The National Park Service announced in August that it would reinstall a statue of Confederate general Albert Pike that was torn down in June 2020, and last week it did just that. The Trump administration has made moves to reinstall similar statues that have been removed throughout the years.
There had been opposition to the statue of Pike, a slave owner who was said to be “instrumental” in forming the Ku Klux Klan, for years, The Washington Post reported. The Washington, D.C. Council first petitioned the federal government to remove it in 1992. Other Confederate monuments have seen similar calls to be taken down.
Southern Poverty Law Center’s “Who’s Heritage” map shows that there’s around 480 that have been removed.
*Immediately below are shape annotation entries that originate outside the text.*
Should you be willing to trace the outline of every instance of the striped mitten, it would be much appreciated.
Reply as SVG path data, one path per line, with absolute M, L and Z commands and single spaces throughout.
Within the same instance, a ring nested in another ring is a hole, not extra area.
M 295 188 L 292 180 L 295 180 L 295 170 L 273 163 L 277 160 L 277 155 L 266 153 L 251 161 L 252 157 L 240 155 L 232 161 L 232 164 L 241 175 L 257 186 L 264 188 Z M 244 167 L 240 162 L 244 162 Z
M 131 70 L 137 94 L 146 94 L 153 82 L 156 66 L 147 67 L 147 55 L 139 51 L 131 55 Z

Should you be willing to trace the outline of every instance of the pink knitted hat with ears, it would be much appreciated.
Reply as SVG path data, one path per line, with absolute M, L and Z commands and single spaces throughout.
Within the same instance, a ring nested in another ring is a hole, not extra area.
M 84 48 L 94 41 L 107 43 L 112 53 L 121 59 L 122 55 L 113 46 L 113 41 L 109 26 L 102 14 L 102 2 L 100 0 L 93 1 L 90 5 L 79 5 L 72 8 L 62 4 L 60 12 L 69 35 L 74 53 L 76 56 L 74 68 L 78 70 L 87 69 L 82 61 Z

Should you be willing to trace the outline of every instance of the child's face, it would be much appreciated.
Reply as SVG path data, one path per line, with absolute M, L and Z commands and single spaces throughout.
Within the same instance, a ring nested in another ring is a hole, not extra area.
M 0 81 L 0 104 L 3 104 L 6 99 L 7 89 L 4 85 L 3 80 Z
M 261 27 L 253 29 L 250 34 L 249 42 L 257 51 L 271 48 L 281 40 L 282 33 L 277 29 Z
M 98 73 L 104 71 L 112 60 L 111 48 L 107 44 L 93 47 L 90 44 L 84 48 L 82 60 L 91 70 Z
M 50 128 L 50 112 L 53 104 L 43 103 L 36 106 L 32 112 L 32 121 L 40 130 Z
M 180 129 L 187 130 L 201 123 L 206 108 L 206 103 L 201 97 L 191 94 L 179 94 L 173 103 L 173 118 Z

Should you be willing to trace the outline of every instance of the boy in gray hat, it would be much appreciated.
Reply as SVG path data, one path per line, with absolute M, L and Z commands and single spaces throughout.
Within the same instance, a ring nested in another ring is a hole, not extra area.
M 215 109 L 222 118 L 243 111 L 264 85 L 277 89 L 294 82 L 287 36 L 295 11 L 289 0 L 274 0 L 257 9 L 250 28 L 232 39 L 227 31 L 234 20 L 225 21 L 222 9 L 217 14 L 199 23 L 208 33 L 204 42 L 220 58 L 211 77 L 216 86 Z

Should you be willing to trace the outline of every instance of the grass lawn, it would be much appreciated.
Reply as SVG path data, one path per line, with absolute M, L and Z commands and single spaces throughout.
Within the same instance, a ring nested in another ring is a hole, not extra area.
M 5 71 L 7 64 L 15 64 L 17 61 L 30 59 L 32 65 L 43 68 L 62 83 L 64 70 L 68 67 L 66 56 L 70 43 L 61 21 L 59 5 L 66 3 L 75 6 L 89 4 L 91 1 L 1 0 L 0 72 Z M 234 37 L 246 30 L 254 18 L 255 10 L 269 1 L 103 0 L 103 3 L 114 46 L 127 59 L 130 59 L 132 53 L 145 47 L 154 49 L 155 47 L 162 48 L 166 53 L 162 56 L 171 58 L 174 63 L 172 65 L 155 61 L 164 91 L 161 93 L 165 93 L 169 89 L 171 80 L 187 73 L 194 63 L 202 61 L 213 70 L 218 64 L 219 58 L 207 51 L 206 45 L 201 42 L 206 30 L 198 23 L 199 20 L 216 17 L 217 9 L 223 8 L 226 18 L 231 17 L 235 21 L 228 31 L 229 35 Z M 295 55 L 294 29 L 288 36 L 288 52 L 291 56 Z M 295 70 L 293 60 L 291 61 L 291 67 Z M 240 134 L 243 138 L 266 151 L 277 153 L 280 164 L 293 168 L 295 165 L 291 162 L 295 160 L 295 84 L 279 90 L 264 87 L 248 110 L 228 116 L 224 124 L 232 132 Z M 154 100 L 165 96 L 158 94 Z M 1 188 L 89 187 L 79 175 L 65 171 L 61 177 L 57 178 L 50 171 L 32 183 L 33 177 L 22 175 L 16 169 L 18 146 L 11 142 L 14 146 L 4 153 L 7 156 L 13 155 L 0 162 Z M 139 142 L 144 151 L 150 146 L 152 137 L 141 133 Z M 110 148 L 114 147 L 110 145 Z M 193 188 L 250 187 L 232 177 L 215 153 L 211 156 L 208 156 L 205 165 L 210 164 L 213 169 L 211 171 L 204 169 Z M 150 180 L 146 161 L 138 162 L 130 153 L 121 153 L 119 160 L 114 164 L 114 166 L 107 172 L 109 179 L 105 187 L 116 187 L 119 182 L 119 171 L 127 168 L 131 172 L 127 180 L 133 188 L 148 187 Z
Rivka Maizlish, a senior research analyst with the SPLC, told Al.com in April, when the latest “Who’s Heritage” report came out, that “there are still a majority that are coming down rather than being put back up or in a stasis situation.”
“But the number that are getting taken down has gotten smaller in the last five or 10 years,” she said.
Through the project, the SPLC identified more than 2,000 Confederate symbols in public areas, including 685 monuments and the names of schools and roads.
Much attention has been paid to the Confederate symbols taken down in 2020, following racial justice protests after Derek Chauvin, a white Minneapolis police officer, killed George Floyd, a Black man. The SPLC, in a previous iteration of the Who’s Heritage report, found that at least 160 public Confederate symbols were taken down in 2020.
However, the movement against Confederate symbols started before that, the SPLC noted.
“…This movement has been going on since the 19th Century, the movement to put them up and the movements to put them down,” Maizlish said to Al.com.
Where were the monuments taken down?
Statues of Confederate officials were put up in the nineteenth and twentieth centuries, as part of the “Lost Cause” movement, which sought to recast the Confederacy in a better light. Since then, numerous states removed them.
Virginia, at the end of 2020, led the country in removing Confederate symbols with 71, followed by North Carolina with 24 at the time. Alabama has done the same with 18 monuments or symbols since 2018.
A notable instance in Virginia was when protests in Richmond pulled down a bronze statue of Confederate president Jefferson Davis using ropes, splashed the monument with paint and hung a noose made out of toilet paper around it. That statute eventually went on display in a museum in Richmond, though David Cunningham, a sociology professor for Washington University in St. Louis, writing for The Conversation, noted it was preserved in its degraded state and displayed on its back.
Other felled monuments have also ended up in museums, as well as cemeteries and in some cases storage.
An exhibit that debuted Oct. 23 in Los Angeles called “Monuments” that’s co-organized and co-presented by the Museum of Contemporary Art and the Brick features some Confederate statues that are paired with contemporary artworks. Monuments in the exhibition “will be shown in their varying states of transformation, from unmarred to heavily vandalized,” the exhibit’s website said. Of the almost a dozen statues, only one has been changed. Artist Kara Walker took pieces of a Stonewall Jackson sculpture and reconfigured them for her piece.
“Suddenly everyone thinks that we’re doing this in response to our president, which isn’t at all the case. This is more a case of the political moment coming around to capture us,” MOCA senior curator Bennett Simpson said in an interview with the Los Angeles Times.
Trump administration moves to reinstall Confederate statues
Earlier this year, President Donald Trump signed an executive order to restore these monuments, which he said “remind Americans of our extraordinary heritage, consistent progress toward becoming a more perfect Union, and unmatched record of advancing liberty, prosperity and human flourishing.”
As part of this, the “Reconciliation Monument,” a statue once removed from Arlington National Cemetery that honors Confederate Soldiers, is set to be returned in 2027 after a $10 million refurbishment.
“Unlike the Left, we don’t believe in erasing American history — we honor it,” Defense Secretary Pete Hegseth wrote on X after the announcement.
Opponents say, though, these monuments celebrate white supremacists and slave owners.
“President Trump’s latest attempt to erase our history and restore Confederate memorials around the country, despite ongoing opposition from communities who support their removal, is a blatant attempt to mask racism and white supremacy as patriotism,” Margaret Huang, president and CEO of the SPLC, said after the order came out. “President Trump is trying to glorify people who wanted to preserve chattel slavery and destroy the United States instead of honoring those who fought to make this a better nation. Americans, especially Black and Brown Americans, will never forget the decades of oppression that so many communities endured.”